Dimas kembali menuju asramanya, pria itu nampak menghela napasnya kasar dan menatap jejeran nominal yang tertulis pada buku tabungannya.
"Uangku hanya cukup untuk membeli tiket perginya saja, sedangkan sekarang ibu sedang sakit dan pasti membutuhkan biaya lebih," gumamnya lirih, mengingat harga pesawat kelas ekonomi saja mencapai 10 juta lebih dalam'' sekali penerbangan, untuk sampai ke negeri Ratu Elizabeth tersebut.Kini pandangannya beralih pada sepucuk surat yang berada di atas koper yang tersimpan rapih di samping ranjangnya. Dimas nampak begitu frustasi, berkali-kali ia mengusap kasar wajah tampannya.
Hari itu adalah hari terakhir ia bertugas di Tabalong karena besok ia akan di mutasi ke Markas besar yang berada di Jakarta.
Walaupun seluruh keluarganya berada di Jakarta namun entah mengapa, ia sangat berat meningalkan tanah Borneo yang telah mengukir banyak kenangan untuknya.Cklek
Pintu kamarnya tiba-tiba terbuka, Yudhi melangkahkan kakinya masuk dengan pandangan menatap sahabatnya yang tengah merenung.
"Kenapa? Masih galau lagi?" tanyanya seraya duduk di tepian ranjang tepat di samping Dimas."Bro, Lu boleh kecewa tapi dalam kasus ini memang perasaan lu yang salah. Gak seharusnya lu cinta sama istri orang dan sekarang malah dendam ke adik iparnya, itu sangat kekanak-kanakan," tutur Yudhi dan mengambil sebuah lollipop berbentuk kaki dari dalam sakunya.
Dimas masih bergeming, dia memang sudah menyesali sikapnya kepada Marrie namun apa boleh buat, kini jarak memisahkan mereka.
"Iya gue sadar, sekarang gue bingung harus bagaimana. Gue sama sekali gak punya kontaknya, mau menyusul tapi tabungan gue gak cukup," lirihnya menatap buku tabungan yang berada di tangannya.

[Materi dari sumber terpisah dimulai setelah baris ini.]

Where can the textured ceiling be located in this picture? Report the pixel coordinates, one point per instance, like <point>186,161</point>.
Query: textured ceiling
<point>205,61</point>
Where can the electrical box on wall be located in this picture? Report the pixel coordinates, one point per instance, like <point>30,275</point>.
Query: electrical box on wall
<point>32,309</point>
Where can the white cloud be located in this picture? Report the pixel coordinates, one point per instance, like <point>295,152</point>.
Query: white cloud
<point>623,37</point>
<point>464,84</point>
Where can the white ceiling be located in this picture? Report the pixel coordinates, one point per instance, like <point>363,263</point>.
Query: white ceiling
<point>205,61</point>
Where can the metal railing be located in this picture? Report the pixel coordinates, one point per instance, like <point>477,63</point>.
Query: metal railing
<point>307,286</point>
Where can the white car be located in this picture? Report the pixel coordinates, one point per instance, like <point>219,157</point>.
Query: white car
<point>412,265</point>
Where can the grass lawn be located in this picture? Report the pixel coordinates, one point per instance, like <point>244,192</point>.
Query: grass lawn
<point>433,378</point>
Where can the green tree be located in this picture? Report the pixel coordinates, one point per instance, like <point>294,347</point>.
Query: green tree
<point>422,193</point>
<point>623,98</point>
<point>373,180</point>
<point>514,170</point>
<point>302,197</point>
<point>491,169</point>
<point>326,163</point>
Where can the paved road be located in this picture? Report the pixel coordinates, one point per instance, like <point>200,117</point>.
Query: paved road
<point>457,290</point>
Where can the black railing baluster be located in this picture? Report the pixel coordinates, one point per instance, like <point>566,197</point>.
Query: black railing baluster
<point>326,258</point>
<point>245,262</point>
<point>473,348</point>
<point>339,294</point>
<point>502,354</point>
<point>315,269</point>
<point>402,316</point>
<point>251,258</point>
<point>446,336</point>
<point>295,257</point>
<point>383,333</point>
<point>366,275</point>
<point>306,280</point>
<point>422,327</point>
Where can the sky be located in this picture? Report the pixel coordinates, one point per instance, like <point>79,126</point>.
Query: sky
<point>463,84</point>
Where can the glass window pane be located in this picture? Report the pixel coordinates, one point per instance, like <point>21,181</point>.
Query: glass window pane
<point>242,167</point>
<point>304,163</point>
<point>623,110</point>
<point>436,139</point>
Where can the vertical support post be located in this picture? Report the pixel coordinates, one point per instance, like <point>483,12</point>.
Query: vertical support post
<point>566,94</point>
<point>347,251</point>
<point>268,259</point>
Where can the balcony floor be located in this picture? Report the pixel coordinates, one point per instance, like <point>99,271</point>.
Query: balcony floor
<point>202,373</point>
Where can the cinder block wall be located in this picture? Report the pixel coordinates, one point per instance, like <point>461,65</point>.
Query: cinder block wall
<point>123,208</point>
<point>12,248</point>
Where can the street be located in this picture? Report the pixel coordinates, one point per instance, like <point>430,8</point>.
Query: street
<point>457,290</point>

Yudhi tersenyum dan menepuk pundak sahabatnya, "Cinta itu butuh perjuangan, kalau lu menyesal dan ingin memperbaiki semuanya. Maka, berjuanglah! Gue yakin lu bisa," tuturnya menyemangati Dimas.
................
Tiga hari berlalu. Setelah mendarat di negara tujuan, tanpa ingin membuang waktu Marrie segera menuju sebuah asrama militer yang menjadi tempat tinggal Dimas selama ini di Kalimantan. Baru saja ia menuju pos penjaga, gadis blonde itu berpapasan dengan Yudhi yang berkebutulan mengenali dirinya.

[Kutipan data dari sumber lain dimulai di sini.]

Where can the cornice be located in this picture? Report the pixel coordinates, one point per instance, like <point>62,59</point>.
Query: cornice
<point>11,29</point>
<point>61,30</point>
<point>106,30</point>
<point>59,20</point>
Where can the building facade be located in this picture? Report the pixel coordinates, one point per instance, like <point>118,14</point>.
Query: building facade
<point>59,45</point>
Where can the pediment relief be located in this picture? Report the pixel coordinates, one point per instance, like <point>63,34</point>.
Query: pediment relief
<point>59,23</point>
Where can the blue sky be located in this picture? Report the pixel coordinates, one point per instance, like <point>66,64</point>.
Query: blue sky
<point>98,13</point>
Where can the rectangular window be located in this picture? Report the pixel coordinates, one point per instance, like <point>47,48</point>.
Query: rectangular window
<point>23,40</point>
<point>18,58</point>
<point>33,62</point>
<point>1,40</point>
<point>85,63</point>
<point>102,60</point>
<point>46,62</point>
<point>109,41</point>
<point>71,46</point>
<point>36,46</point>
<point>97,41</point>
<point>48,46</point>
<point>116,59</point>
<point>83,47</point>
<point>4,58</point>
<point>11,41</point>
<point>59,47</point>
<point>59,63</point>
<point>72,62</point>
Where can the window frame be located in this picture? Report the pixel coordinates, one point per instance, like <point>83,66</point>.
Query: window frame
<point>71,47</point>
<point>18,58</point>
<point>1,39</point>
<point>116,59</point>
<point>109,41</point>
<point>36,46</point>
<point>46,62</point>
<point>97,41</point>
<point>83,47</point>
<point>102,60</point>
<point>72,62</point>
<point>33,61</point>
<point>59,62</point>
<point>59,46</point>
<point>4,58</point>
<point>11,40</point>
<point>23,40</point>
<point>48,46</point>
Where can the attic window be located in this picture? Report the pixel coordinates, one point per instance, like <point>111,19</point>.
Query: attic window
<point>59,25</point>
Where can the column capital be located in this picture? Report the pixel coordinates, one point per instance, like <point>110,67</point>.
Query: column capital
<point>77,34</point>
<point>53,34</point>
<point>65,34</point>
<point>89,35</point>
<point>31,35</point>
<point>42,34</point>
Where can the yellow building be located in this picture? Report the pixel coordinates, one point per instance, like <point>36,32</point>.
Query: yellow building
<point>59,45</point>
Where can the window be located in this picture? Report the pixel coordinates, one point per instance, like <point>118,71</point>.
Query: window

"Maaf, Nona," sapa Yudhi, dengan senyuman ramah.
Marrie menghentikan langkah kakinya dan menoleh ke sosok pria yang tengah berdiri di belakangnya dengan sebuah koper besar di sisi kanannya."Anda mencari Dimas?" tanyanya kembali dengan permen lollipop berbentuk kaki yang setia berada di mulutnya.
Gadis blonde itu mengeryitkan keningnya lalu berjalan menghampiri Yudhi.Yudhi mengulurkan tangan kanannya dan mengulas sebuah senyuman, "Saya Yudhi, sahabat Dimas.""Saya Marrie," jawab Marrie tersenyum seraya membalas jabatan tangan Yudhi.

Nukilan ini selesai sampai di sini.